Pricing is flat. Surprises are not.
Every engagement has a number on it before it starts. If scope changes, we talk about it before the work happens — not on the invoice.
If it won't move revenue, we don't build it.
I don't care how clever the idea is. If we can't draw a line from the work to a real dollar your business would earn, it's noise.
The deck is the slowest deliverable.
I'll write you one if you need it for a board. But the actual work is conversations, decisions, and shipped things. Most engagements need a one-page memo, not 60-slide theater.
Capacity is finite. I publish it.
I take two engagements at a time on purpose — see /now for current availability.

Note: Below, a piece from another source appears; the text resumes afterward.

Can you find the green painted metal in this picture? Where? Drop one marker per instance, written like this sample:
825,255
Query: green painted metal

If the timing matters, the conversation starts early.
Standing invitations & standing refusals
Borrowed from Patrick McKenzie's standing invitation. Here's what I'll always say yes to, and what I won't.
Always yes
- A 15-minute call from an owner who's read at least one page of this site.
- An honest second opinion on a strategy doc — no charge, no slide deck back.

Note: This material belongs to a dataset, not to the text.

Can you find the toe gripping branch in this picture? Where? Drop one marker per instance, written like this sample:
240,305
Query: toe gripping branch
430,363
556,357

- A coffee in St. Louis with anyone actually running a business.
- An intro to someone better suited when the work isn't mine.
Always no
- Equity in exchange for work — except in rare cases agreed in writing.
- Spec work, RFP responses, or competing against five other firms for a pitch.
- Work that obligates me to defend a position I don't believe.
- Engagements priced below my floor — there's no version of "we'll figure it out as we go."